Non è una questione anagrafica. È una questione di equilibrio che oggi non esiste più.
Le organizzazioni che funzionano non sono quelle che scelgono tra giovani ed esperti. Sono quelle che sanno mettere in tensione queste due dimensioni. Dove questo non accade, si creano illusioni: aziende velocissime nel cambiare direzione, ma incapaci di capire perché lo stanno facendo.
C’è poi un punto che molti evitano: gestire persone con esperienza è più difficile. Richiede leadership vera. Non basta assegnare obiettivi o replicare modelli standard. Serve credibilità, capacità di confronto, disponibilità ad ascoltare chi ha qualcosa da dire.
Molto più semplice circondarsi di profili meno strutturati.
Ma è una scorciatoia che si paga.
Un’organizzazione che non valorizza l’esperienza è un’organizzazione che rinuncia volontariamente a una parte della propria intelligenza.

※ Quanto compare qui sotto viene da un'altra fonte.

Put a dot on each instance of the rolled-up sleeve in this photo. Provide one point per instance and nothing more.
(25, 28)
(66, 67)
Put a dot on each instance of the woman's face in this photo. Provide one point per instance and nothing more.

E in un mercato complesso, rinunciare all’intelligenza non è mai una buona idea.
C’è anche un altro equivoco da smontare: pensare che chi ha esperienza abbia smesso di imparare. Spesso è vero il contrario. Chi ha già attraversato più cicli è in grado di distinguere meglio tra ciò che è rilevante e ciò che è rumore. Se messo nelle condizioni giuste, continua a evolvere—con più lucidità di molti altri.
Il punto non è proteggere i “senior”. Il punto è smettere di fare scelte organizzative basate su mode.
Perché mentre tutti inseguono la velocità, pochi stanno investendo sulla capacità di non sbagliare direzione.
E questa, nella maggior parte dei casi, non arriva dall’entusiasmo. Arriva dall’esperienza.
Ignorarla non è un errore culturale. È una scelta. E quasi sempre è quella sbagliata.